A quick glance around a classroom at Maxwell Air Force Base looks more like a United Nations meeting. Flags for Nigeria, Japan, Macedonia and many more countries adorn the students green flight suits along with squadron patches and aviation accomplishments. That’s because this class is called “Understanding and Working With the U.S. Military.” Dr. Brian Selmeski is the instructor.
“We have one civilian, nine military ranging from Captain to Lieutenant Colonel they are from ten different countries and between them they must speak oh at least 25 languages”
Maxwell Air Force Base in Montgomery is home to Air University and today’s class is a part of their graduate curriculum. It’s a change for the Defense Department, which spent years training U.S. troops to understand customs in Iraq and Afghanistan. Now, foreign servicemen and women are being taught to understand the American military.
“We believe that to build a partnership you have to not just understand your counterpart but they have to understand you,” says Selmeski. “So we’ve started not just to study other peoples and other cultures but to leverage our international officers to help understand and convey what makes American military personnel tick.”
In this setting no one is judged and conversation flows freely. As a result not everyone agrees with the source material or with each other. That alone is a novel concept to Major William Racal. He pilots helicopters for the Air Force of the Philippines.
“You could always say no to your instructors, you could always say not that’s not right. Well in the Philippines you can’t do that.”
Discussions like this help soldiers better understand American culture, but class time is not the only way these students get a taste of all things American. They are also living and interacting with their families in Montgomery. Captain Peter Hribeseck is a maintenance engineer in the Slovenian Air Force. He says his family thought they knew Americans well. That is, until they got here.
“My wife said “Yeah no problem I can accept this it will be easy for me but then there was some kind of cultural shock. Everything was different,” says Hribeseck. “Not only language and food there was many differences like schools, medical systems, educational systems…”
The trials and tribulations Captain Hribeseck and his fellow classmates experience while navigating American culture are all fodder for the course. One such instance sticks out in particular.
“This was something just as fundamental as “Why did somebody take me into their master bedroom?” says Dr. Selmelski. “Because in many parts of the world that is to use the students words a sacred matrimonial space. We wouldn’t dream of showing somebody from outside of the family where the husband and wife sleep and we were able to talk that through.”
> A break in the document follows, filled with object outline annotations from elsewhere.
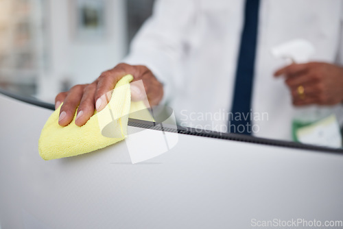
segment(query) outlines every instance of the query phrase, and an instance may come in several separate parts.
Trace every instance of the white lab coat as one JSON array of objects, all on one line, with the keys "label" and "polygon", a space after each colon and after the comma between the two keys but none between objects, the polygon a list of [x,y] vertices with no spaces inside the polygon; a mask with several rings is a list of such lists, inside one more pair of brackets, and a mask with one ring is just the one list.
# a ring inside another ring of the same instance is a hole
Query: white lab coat
[{"label": "white lab coat", "polygon": [[[180,124],[226,131],[223,113],[232,105],[244,2],[157,1],[152,16],[134,39],[124,61],[146,65],[163,82],[165,101]],[[316,47],[311,60],[342,64],[343,1],[261,0],[259,10],[252,101],[257,119],[252,123],[258,130],[254,134],[291,139],[296,109],[284,81],[272,76],[285,62],[274,58],[270,49],[304,38]],[[335,108],[339,112],[340,105]]]}]

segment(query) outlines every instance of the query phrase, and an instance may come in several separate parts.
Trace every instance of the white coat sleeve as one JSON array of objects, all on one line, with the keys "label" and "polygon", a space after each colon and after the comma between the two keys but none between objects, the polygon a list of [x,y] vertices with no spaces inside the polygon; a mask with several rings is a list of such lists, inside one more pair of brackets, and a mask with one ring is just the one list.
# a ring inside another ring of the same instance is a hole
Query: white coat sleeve
[{"label": "white coat sleeve", "polygon": [[194,22],[193,0],[158,0],[152,16],[133,39],[123,62],[145,65],[163,84],[167,100],[175,86],[174,77],[186,55],[188,36]]},{"label": "white coat sleeve", "polygon": [[341,1],[340,32],[337,64],[343,67],[343,1]]}]

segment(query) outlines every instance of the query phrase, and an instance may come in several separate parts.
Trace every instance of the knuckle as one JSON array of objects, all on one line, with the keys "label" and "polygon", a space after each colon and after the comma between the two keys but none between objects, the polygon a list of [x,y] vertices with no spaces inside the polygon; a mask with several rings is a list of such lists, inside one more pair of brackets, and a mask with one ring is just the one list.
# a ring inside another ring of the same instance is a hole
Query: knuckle
[{"label": "knuckle", "polygon": [[71,91],[80,91],[83,89],[84,85],[82,84],[76,84],[73,86],[70,90]]},{"label": "knuckle", "polygon": [[108,76],[110,75],[110,71],[104,71],[102,72],[101,74],[100,74],[100,76],[99,77],[99,78],[101,80],[101,79],[104,79],[104,78],[107,78],[108,77]]}]

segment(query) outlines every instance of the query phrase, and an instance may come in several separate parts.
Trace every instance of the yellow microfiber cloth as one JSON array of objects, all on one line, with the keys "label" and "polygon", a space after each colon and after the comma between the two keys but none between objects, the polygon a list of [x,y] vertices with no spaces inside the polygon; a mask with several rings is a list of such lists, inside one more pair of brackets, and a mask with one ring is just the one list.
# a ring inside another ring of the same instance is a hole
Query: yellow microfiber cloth
[{"label": "yellow microfiber cloth", "polygon": [[[58,125],[60,106],[42,130],[38,141],[39,155],[42,158],[51,160],[76,156],[123,140],[128,114],[145,108],[143,102],[131,103],[130,82],[132,80],[131,75],[121,78],[116,84],[108,104],[99,112],[95,111],[91,119],[81,127],[75,124],[76,114],[67,126]],[[113,128],[108,128],[109,125]],[[113,129],[117,133],[108,134],[108,131],[112,130],[113,132]]]}]

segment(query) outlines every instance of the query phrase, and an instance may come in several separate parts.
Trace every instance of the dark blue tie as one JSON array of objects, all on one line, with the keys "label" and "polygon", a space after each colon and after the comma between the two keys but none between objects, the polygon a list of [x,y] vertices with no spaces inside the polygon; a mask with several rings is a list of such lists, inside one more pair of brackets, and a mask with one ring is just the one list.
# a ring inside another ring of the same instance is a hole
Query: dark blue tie
[{"label": "dark blue tie", "polygon": [[259,0],[246,0],[231,113],[228,132],[251,134],[251,95],[256,53]]}]

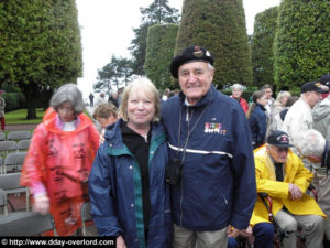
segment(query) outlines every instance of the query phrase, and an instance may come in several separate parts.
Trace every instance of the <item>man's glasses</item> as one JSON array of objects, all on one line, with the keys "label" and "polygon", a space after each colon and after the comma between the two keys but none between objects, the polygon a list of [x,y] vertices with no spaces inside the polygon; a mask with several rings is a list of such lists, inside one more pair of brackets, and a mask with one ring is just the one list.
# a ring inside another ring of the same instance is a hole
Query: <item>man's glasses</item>
[{"label": "man's glasses", "polygon": [[288,153],[288,148],[274,148],[278,153],[285,152]]}]

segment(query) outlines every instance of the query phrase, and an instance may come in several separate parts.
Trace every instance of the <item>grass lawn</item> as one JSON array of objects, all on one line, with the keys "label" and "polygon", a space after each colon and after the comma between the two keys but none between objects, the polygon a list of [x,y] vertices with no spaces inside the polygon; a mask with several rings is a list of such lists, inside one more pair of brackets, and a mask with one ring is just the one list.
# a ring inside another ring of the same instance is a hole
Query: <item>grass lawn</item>
[{"label": "grass lawn", "polygon": [[[26,115],[28,115],[26,109],[18,109],[14,111],[6,112],[4,115],[6,125],[41,123],[43,120],[44,112],[45,111],[42,108],[37,108],[36,109],[37,119],[33,119],[33,120],[26,119]],[[85,114],[90,118],[87,111],[85,111]]]}]

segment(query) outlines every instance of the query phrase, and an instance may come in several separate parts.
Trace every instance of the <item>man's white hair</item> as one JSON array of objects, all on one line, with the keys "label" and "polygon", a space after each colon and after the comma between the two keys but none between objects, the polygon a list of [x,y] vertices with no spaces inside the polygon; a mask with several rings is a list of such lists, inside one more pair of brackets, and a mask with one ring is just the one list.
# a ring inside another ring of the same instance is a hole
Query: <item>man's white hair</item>
[{"label": "man's white hair", "polygon": [[316,155],[322,158],[326,148],[326,139],[319,131],[308,129],[300,136],[297,147],[302,157]]}]

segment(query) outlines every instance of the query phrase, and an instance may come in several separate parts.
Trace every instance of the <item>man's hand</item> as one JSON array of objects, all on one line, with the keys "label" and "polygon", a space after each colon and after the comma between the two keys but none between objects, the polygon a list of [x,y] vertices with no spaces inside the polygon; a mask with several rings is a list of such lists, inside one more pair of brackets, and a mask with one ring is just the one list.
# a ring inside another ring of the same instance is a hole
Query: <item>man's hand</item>
[{"label": "man's hand", "polygon": [[240,230],[240,236],[250,237],[252,236],[252,226],[249,226],[246,230]]},{"label": "man's hand", "polygon": [[302,197],[302,192],[297,185],[289,183],[289,197],[294,201],[300,200]]},{"label": "man's hand", "polygon": [[127,248],[125,241],[122,236],[118,236],[116,248]]},{"label": "man's hand", "polygon": [[33,211],[43,215],[50,212],[50,198],[47,194],[38,194],[34,196]]},{"label": "man's hand", "polygon": [[240,230],[237,229],[237,228],[234,228],[234,227],[231,226],[231,225],[229,225],[229,226],[227,227],[227,235],[228,235],[228,237],[233,237],[233,238],[235,238],[235,237],[239,236],[239,233],[240,233]]}]

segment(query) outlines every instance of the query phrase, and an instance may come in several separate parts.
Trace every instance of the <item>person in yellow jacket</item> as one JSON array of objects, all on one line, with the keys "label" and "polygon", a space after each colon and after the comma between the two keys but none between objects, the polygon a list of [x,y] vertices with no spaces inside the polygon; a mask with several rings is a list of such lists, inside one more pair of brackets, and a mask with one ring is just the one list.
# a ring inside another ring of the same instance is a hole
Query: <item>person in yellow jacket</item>
[{"label": "person in yellow jacket", "polygon": [[[326,215],[317,202],[306,194],[314,174],[290,149],[286,132],[275,131],[265,145],[255,150],[256,191],[267,193],[273,200],[273,215],[284,231],[292,231],[283,239],[282,247],[296,247],[298,224],[306,233],[307,248],[321,248]],[[268,213],[257,197],[251,225],[267,222]]]}]

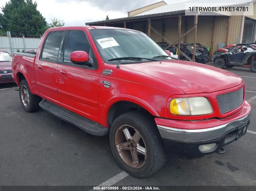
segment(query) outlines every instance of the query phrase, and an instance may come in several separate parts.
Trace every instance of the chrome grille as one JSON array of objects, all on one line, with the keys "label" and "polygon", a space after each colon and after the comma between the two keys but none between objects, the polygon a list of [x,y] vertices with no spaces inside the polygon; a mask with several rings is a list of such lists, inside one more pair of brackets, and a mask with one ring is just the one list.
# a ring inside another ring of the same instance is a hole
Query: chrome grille
[{"label": "chrome grille", "polygon": [[[5,71],[6,71],[5,72]],[[12,73],[12,70],[0,70],[0,74],[10,74]]]},{"label": "chrome grille", "polygon": [[244,87],[236,91],[218,95],[216,99],[221,114],[234,110],[243,103]]}]

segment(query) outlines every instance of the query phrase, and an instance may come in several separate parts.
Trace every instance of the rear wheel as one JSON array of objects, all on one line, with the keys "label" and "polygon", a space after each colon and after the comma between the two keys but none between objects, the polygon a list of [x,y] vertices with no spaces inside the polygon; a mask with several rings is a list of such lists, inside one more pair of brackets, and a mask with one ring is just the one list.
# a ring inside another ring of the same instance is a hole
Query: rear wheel
[{"label": "rear wheel", "polygon": [[155,123],[137,111],[121,115],[110,129],[111,149],[117,163],[130,174],[147,177],[166,161],[166,151]]},{"label": "rear wheel", "polygon": [[251,71],[253,72],[256,72],[256,61],[252,62],[250,66]]},{"label": "rear wheel", "polygon": [[215,60],[214,65],[215,67],[223,69],[225,67],[226,62],[221,59],[218,59]]},{"label": "rear wheel", "polygon": [[32,112],[39,110],[39,103],[42,98],[32,94],[26,80],[22,80],[20,83],[19,93],[22,105],[24,110]]}]

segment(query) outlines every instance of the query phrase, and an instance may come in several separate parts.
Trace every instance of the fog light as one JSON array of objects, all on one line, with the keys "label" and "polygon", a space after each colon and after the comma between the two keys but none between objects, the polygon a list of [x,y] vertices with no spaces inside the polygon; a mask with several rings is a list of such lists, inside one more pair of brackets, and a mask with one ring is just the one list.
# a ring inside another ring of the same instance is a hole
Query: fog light
[{"label": "fog light", "polygon": [[203,145],[199,146],[198,148],[200,151],[211,151],[216,146],[216,143],[212,143],[208,145]]}]

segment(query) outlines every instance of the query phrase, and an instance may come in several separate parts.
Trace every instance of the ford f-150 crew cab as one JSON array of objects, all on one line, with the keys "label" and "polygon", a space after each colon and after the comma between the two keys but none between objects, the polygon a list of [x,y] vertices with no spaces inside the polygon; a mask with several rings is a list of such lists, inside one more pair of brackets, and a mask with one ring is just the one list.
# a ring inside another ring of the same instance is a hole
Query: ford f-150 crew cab
[{"label": "ford f-150 crew cab", "polygon": [[161,168],[167,151],[224,152],[250,123],[241,78],[170,55],[133,30],[54,28],[36,55],[14,54],[12,77],[25,111],[41,107],[89,133],[109,134],[118,164],[143,177]]}]

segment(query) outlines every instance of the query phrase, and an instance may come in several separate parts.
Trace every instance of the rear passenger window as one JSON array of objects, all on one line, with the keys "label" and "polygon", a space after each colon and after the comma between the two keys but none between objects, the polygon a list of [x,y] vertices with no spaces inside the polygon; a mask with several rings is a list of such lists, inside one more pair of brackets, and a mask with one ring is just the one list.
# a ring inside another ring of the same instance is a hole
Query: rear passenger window
[{"label": "rear passenger window", "polygon": [[45,43],[42,58],[57,60],[64,31],[52,32],[49,33]]},{"label": "rear passenger window", "polygon": [[71,62],[70,54],[74,51],[82,50],[89,54],[91,46],[85,32],[78,30],[71,30],[68,33],[65,50],[64,62]]}]

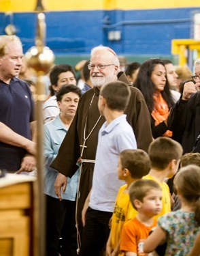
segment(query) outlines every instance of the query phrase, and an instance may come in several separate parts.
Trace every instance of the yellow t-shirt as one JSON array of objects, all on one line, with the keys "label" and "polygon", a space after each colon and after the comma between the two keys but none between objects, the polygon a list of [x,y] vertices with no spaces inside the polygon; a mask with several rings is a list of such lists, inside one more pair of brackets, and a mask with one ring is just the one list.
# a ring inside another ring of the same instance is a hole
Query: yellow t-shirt
[{"label": "yellow t-shirt", "polygon": [[165,213],[171,212],[171,202],[170,202],[170,192],[168,185],[166,182],[161,182],[154,177],[152,177],[150,175],[147,175],[146,176],[142,177],[142,179],[146,180],[152,180],[154,182],[157,182],[161,187],[162,188],[162,193],[163,193],[163,208],[159,213],[159,214],[156,215],[154,218],[157,219],[161,216],[165,214]]},{"label": "yellow t-shirt", "polygon": [[125,222],[135,218],[137,214],[130,201],[129,195],[125,191],[127,185],[122,186],[118,191],[114,211],[112,216],[111,242],[113,249],[120,239],[121,231]]}]

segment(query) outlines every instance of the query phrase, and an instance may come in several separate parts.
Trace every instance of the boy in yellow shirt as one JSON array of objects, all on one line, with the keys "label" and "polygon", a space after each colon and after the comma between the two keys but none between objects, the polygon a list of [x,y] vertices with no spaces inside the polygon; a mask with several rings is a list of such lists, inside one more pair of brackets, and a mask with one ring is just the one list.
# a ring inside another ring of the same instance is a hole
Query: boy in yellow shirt
[{"label": "boy in yellow shirt", "polygon": [[111,231],[106,245],[106,255],[123,255],[120,253],[120,235],[124,223],[134,218],[137,211],[130,201],[128,190],[130,185],[140,180],[150,170],[150,159],[141,150],[126,150],[120,153],[118,162],[118,179],[126,184],[118,191],[114,212],[112,217]]},{"label": "boy in yellow shirt", "polygon": [[166,179],[172,177],[177,172],[183,150],[181,145],[172,139],[159,137],[154,140],[148,148],[150,170],[142,179],[156,182],[162,188],[163,208],[159,216],[171,211],[171,196]]}]

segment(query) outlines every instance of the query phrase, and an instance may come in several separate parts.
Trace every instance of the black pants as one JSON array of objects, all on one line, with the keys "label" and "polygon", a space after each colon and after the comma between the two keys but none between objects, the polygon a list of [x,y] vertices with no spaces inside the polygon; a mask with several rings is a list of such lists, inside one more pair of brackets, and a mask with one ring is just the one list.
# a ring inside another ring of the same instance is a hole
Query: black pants
[{"label": "black pants", "polygon": [[46,196],[46,256],[77,255],[75,212],[76,201]]},{"label": "black pants", "polygon": [[109,221],[112,215],[112,212],[88,209],[80,256],[100,255],[109,237]]},{"label": "black pants", "polygon": [[77,219],[78,231],[80,238],[82,236],[82,211],[93,184],[94,164],[84,162],[82,164],[82,174],[80,180],[79,197],[78,199]]}]

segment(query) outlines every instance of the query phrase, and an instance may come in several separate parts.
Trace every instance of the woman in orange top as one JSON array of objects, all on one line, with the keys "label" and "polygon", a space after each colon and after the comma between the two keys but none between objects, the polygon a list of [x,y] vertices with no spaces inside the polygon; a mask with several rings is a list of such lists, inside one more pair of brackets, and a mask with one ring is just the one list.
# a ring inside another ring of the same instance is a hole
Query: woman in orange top
[{"label": "woman in orange top", "polygon": [[151,114],[153,137],[171,137],[172,132],[167,129],[166,124],[174,102],[163,61],[160,59],[150,59],[144,62],[134,85],[142,92]]}]

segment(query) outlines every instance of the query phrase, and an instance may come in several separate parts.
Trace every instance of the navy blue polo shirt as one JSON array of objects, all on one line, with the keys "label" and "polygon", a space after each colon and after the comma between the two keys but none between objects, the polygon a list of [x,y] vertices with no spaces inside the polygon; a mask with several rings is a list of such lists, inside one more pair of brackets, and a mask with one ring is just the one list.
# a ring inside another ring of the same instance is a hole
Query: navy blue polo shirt
[{"label": "navy blue polo shirt", "polygon": [[[18,134],[31,139],[34,102],[29,85],[13,78],[10,85],[0,80],[0,122]],[[27,152],[0,142],[0,169],[17,171]]]}]

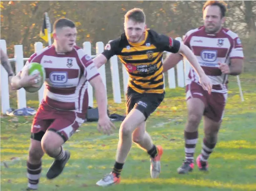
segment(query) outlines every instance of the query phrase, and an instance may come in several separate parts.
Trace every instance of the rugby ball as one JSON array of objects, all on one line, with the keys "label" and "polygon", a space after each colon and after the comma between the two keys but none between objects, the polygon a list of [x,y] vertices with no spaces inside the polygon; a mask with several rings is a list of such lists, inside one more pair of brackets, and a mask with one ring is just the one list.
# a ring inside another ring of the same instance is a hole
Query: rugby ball
[{"label": "rugby ball", "polygon": [[[36,92],[40,89],[44,83],[45,79],[45,71],[44,67],[39,63],[37,62],[31,63],[28,67],[29,67],[29,76],[33,76],[38,73],[40,73],[40,75],[38,76],[38,77],[36,78],[38,81],[36,84],[36,87],[33,86],[25,87],[24,89],[28,92]],[[22,75],[22,72],[21,75]]]}]

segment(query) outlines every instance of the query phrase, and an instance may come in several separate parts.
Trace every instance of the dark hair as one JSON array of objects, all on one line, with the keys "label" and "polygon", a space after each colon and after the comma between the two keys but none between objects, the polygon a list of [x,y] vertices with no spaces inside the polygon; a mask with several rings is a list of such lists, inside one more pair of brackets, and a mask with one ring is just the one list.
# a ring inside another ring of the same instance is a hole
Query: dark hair
[{"label": "dark hair", "polygon": [[124,21],[132,19],[138,22],[144,22],[146,19],[145,14],[142,9],[134,8],[129,10],[124,15]]},{"label": "dark hair", "polygon": [[217,6],[221,10],[221,18],[225,17],[226,12],[226,3],[224,2],[223,1],[207,1],[206,2],[204,6],[203,7],[203,12],[205,10],[207,6]]},{"label": "dark hair", "polygon": [[64,18],[60,18],[57,20],[53,24],[53,30],[56,29],[61,29],[65,27],[68,27],[70,28],[75,28],[76,27],[75,23],[71,20]]}]

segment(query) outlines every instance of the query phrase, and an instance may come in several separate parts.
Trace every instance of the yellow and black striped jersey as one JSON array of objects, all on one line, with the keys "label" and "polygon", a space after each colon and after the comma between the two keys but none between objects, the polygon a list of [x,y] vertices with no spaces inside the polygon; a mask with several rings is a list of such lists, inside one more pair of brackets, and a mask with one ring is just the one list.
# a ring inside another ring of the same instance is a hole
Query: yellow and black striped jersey
[{"label": "yellow and black striped jersey", "polygon": [[129,42],[124,33],[109,44],[102,54],[108,60],[118,56],[129,73],[130,88],[140,93],[164,93],[163,52],[177,53],[179,41],[148,29],[140,42]]}]

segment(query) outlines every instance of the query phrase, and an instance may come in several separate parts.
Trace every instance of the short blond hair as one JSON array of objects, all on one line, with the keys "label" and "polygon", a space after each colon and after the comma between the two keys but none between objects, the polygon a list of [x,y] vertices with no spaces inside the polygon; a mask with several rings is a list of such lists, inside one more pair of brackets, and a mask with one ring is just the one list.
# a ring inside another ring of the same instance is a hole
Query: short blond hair
[{"label": "short blond hair", "polygon": [[139,8],[134,8],[129,10],[124,15],[124,21],[132,19],[137,22],[145,22],[146,18],[143,10]]}]

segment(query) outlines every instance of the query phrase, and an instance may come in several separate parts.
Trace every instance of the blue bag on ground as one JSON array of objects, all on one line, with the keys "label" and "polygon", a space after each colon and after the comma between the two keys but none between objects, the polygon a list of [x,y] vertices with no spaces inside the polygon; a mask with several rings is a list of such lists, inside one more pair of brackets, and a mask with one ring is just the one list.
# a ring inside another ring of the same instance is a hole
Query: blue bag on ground
[{"label": "blue bag on ground", "polygon": [[10,116],[29,116],[33,115],[36,113],[37,111],[31,108],[23,108],[17,110],[10,108],[6,111],[6,115]]}]

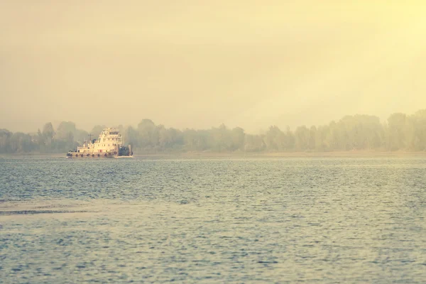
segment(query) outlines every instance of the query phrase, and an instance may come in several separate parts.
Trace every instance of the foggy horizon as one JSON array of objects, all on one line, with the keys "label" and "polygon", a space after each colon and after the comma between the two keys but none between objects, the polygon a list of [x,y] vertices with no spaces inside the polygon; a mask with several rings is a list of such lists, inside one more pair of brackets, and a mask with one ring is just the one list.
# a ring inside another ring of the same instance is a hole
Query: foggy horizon
[{"label": "foggy horizon", "polygon": [[421,2],[262,3],[4,1],[0,128],[258,133],[425,108]]}]

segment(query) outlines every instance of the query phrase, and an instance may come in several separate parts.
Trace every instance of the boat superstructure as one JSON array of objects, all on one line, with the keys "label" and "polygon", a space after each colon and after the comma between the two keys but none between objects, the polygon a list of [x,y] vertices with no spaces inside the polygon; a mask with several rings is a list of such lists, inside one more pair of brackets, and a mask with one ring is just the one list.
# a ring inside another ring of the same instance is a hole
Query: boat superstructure
[{"label": "boat superstructure", "polygon": [[123,137],[118,129],[106,128],[97,139],[85,141],[77,149],[68,151],[68,158],[121,158],[132,157],[131,146],[123,145]]}]

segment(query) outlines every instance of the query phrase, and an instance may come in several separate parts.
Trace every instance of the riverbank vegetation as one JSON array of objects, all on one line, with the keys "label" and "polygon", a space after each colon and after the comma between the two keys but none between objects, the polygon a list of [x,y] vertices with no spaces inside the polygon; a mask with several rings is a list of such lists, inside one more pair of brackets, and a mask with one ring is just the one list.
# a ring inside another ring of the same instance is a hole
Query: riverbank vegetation
[{"label": "riverbank vegetation", "polygon": [[[95,126],[92,138],[104,126]],[[424,151],[426,150],[426,109],[412,115],[391,114],[381,122],[369,115],[346,116],[327,125],[294,130],[271,126],[263,133],[250,134],[239,127],[222,124],[210,129],[182,130],[155,125],[143,119],[136,127],[116,126],[126,144],[136,153],[293,153],[353,151]],[[31,133],[0,129],[0,153],[65,153],[89,139],[89,133],[62,121],[56,129],[50,122]]]}]

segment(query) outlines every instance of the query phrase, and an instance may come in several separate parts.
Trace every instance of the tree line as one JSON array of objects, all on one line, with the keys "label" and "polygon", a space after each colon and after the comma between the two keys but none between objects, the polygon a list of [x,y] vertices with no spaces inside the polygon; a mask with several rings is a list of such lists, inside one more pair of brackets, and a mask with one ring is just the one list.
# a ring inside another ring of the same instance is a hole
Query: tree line
[{"label": "tree line", "polygon": [[[104,128],[94,126],[90,131],[92,138]],[[137,127],[117,128],[125,144],[131,144],[136,153],[426,150],[426,109],[412,115],[393,114],[383,123],[377,116],[357,114],[327,125],[298,126],[294,131],[271,126],[261,134],[224,124],[210,129],[179,130],[155,125],[150,119],[143,119]],[[56,129],[49,122],[33,133],[0,129],[0,153],[64,153],[87,140],[89,133],[71,121],[61,122]]]}]

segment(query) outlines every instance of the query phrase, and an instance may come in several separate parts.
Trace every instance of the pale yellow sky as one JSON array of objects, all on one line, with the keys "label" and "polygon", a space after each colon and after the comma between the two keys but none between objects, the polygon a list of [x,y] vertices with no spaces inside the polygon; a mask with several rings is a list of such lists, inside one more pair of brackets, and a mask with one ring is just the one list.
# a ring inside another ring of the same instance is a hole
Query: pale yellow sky
[{"label": "pale yellow sky", "polygon": [[422,2],[0,0],[0,128],[410,114],[426,108]]}]

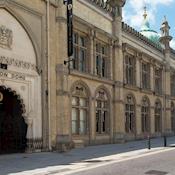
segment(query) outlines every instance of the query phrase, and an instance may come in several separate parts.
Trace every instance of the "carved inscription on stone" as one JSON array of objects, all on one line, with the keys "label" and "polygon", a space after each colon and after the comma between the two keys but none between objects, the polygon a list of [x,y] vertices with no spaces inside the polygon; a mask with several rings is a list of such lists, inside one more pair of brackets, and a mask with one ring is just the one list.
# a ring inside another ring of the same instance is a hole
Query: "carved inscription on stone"
[{"label": "carved inscription on stone", "polygon": [[18,68],[30,69],[30,70],[36,71],[35,64],[21,61],[21,60],[14,59],[14,58],[10,58],[10,57],[1,56],[1,55],[0,55],[0,63],[7,64],[9,66],[13,65]]},{"label": "carved inscription on stone", "polygon": [[12,72],[5,72],[5,71],[0,71],[0,78],[10,78],[10,79],[15,79],[15,80],[25,80],[25,75],[21,73],[12,73]]},{"label": "carved inscription on stone", "polygon": [[0,47],[11,49],[13,42],[12,30],[6,28],[5,26],[0,26]]}]

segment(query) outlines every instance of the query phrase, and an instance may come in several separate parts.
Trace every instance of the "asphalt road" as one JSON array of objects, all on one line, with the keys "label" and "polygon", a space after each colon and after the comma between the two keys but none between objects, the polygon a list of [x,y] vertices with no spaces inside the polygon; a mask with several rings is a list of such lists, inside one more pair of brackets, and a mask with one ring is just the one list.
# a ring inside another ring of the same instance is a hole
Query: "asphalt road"
[{"label": "asphalt road", "polygon": [[175,175],[175,150],[87,169],[72,175]]}]

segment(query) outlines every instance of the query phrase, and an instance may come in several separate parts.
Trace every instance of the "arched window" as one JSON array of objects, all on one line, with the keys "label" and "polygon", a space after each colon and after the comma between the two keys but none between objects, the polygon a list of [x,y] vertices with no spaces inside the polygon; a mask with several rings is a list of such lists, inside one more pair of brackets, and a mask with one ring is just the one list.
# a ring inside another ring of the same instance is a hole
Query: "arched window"
[{"label": "arched window", "polygon": [[88,94],[86,88],[77,85],[72,93],[72,134],[87,133]]},{"label": "arched window", "polygon": [[136,59],[133,55],[125,56],[125,83],[136,84]]},{"label": "arched window", "polygon": [[135,102],[131,95],[126,97],[125,103],[125,131],[127,133],[135,132]]},{"label": "arched window", "polygon": [[104,134],[109,132],[109,100],[104,90],[96,94],[96,133]]},{"label": "arched window", "polygon": [[162,130],[162,105],[159,100],[155,102],[155,132]]},{"label": "arched window", "polygon": [[171,130],[175,133],[175,106],[173,102],[171,102]]},{"label": "arched window", "polygon": [[149,106],[149,100],[146,97],[142,99],[141,124],[142,124],[141,125],[142,132],[150,131],[150,106]]}]

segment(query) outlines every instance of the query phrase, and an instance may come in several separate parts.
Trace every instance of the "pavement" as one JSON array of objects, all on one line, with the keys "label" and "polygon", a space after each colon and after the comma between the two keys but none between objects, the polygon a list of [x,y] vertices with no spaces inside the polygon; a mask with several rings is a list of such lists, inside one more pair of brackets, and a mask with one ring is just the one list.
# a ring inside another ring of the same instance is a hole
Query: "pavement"
[{"label": "pavement", "polygon": [[123,144],[108,144],[73,149],[66,153],[42,152],[0,155],[0,175],[66,175],[111,163],[131,160],[175,149],[175,137],[151,139]]}]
At the end of the semester these ten men will move on. The hope is they will act like ambassadors and pass along what they’ve learned when they go home. That raises the question of just how much can ten men do to educate their peers. Robert Blau is the State Department Advisor to Air University. He says the answer to that question lies in the men themselves.
“There likely to be selected because they are going to do well in the rest of their career. I mean there’s an honor roll here at Air University that recognizes graduates of any of the schools here that have gone on at least a chief of their Air Force or military service and there’s hundreds of them that have done that.”
Blau says as the U.S. military deals with cuts related to sequestration or a reduced role in overseas conflicts, the time spent at Air University by these foreign soldiers becomes even more invaluable.
“Having partners in other countries that have been through this kind of international exchange program for their education is gonna help. Actually the lower amount of money that we have the more valuable this becomes because at that point we expect our partners to shoulder more of the burden so this investment in international education is going to pay off even more I think.”
But the benefits of the class go beyond the ten men and the others they may interact with later in their careers. At the end of the class they will also compile all the content into a U.S. military culture guide.
“It’s not a graduate level seminar at that point; it’s a field guide,” says Selmeski. “So we’re doing all of this deep thinking in order to… Understand it ourselves? Yes. But also to boil it down and share that with more of our international partners."
The success of the United States military’s future global operations may just have to give thanks to a little ten student class at Air University in Montgomery, Alabama.